Computes the global sections of a toric Weil divisor D with coefficients v with respect to the coker grading by A. In the same way as v they are represented by vectors (exponent vectors of Laurent monomials in rank target A variables).

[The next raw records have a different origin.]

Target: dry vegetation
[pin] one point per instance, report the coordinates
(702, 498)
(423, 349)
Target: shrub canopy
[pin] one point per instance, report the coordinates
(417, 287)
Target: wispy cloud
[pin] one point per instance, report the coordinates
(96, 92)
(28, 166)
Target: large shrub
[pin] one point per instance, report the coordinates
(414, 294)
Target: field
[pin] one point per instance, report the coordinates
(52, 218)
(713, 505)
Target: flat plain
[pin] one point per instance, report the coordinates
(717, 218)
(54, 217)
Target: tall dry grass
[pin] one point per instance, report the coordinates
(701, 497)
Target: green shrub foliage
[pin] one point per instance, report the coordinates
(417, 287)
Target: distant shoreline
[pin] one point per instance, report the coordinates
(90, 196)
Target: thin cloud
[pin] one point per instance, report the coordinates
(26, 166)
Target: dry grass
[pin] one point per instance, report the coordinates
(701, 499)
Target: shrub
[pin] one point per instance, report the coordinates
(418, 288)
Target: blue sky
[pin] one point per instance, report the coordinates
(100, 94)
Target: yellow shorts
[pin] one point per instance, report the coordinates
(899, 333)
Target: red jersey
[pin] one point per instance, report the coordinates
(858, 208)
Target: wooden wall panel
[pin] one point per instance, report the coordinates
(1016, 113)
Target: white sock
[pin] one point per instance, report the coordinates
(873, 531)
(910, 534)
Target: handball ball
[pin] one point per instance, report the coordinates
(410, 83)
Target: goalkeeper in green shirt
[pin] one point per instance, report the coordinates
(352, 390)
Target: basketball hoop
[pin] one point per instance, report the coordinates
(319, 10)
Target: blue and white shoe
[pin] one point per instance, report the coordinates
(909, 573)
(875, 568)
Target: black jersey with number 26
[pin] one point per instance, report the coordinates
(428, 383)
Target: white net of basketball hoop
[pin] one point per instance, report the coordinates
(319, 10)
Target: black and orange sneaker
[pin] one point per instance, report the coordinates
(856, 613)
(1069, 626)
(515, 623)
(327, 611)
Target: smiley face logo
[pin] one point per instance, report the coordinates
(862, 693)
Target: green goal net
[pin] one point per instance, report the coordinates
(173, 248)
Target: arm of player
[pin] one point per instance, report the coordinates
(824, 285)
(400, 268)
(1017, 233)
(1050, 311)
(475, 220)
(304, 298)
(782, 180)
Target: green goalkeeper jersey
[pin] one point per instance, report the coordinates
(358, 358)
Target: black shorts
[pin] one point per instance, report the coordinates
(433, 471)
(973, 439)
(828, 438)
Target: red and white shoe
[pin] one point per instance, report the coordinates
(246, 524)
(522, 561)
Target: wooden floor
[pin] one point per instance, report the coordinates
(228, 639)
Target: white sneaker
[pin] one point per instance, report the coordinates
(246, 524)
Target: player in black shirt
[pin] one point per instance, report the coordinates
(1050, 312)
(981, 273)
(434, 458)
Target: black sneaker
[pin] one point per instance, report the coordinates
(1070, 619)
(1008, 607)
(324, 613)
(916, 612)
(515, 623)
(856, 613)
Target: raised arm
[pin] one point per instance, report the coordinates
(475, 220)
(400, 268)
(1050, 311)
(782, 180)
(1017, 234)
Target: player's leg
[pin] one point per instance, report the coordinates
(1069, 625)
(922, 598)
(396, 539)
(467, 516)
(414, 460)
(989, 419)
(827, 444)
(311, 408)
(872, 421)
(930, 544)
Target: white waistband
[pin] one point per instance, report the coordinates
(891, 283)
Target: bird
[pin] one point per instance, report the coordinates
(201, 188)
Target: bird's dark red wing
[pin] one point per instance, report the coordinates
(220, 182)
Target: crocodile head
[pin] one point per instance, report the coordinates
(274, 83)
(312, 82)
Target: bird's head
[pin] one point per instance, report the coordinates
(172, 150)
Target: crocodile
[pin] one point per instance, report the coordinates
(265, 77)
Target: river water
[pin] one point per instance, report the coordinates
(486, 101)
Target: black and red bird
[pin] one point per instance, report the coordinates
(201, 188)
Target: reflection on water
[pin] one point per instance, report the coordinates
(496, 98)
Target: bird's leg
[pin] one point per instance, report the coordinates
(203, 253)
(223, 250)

If a list of indices L in {0..rank target A -1} is specified, then those Laurent monomial exponents are computed, which induce a linear equivalence of D to an effective divisor with support precisely on L.
i1 : A=matrix {{1, 0}, {0, 1}, {-1, -1}}
o1 = | 1 0 |
| 0 1 |
| -1 -1 |
3 2
o1 : Matrix ZZ <--- ZZ
|
i2 : b=vector {2,0,0}
o2 = | 2 |
| 0 |
| 0 |
3
o2 : ZZ
|
i3 : globalSections(A,b)
o3 = {| -2 |, | -2 |, | -2 |, | -1 |, | -1 |, 0}
| 0 | | 1 | | 2 | | 0 | | 1 |
| 2 | | 1 | | 0 | | 1 | | 0 |
o3 : List
|
i4 : A=matrix {{1, 0}, {0, 1}, {-1, -1},{1,1}}
o4 = | 1 0 |
| 0 1 |
| -1 -1 |
| 1 1 |
4 2
o4 : Matrix ZZ <--- ZZ
|
i5 : b=vector {2,0,0,0}
o5 = | 2 |
| 0 |
| 0 |
| 0 |
4
o5 : ZZ
|
i6 : globalSections(A,b)
o6 = {| -2 |, | -1 |, 0}
| 2 | | 1 |
| 0 | | 0 |
| 0 | | 0 |
o6 : List
|
i7 : globalSections(A,b,{1})
o7 = {| -2 |}
| 2 |
| 0 |
| 0 |
o7 : List
|
This uses the package OldPolyhedra.m2 (if ConvexInterface.m2 is not present) to compute the lattice points of a convex hull. constructHilbertBasis of the package OldPolyhedra.m2 used by latticePoints overwrites global variable C. Fixed this in my local version.
The object globalSections is a method function.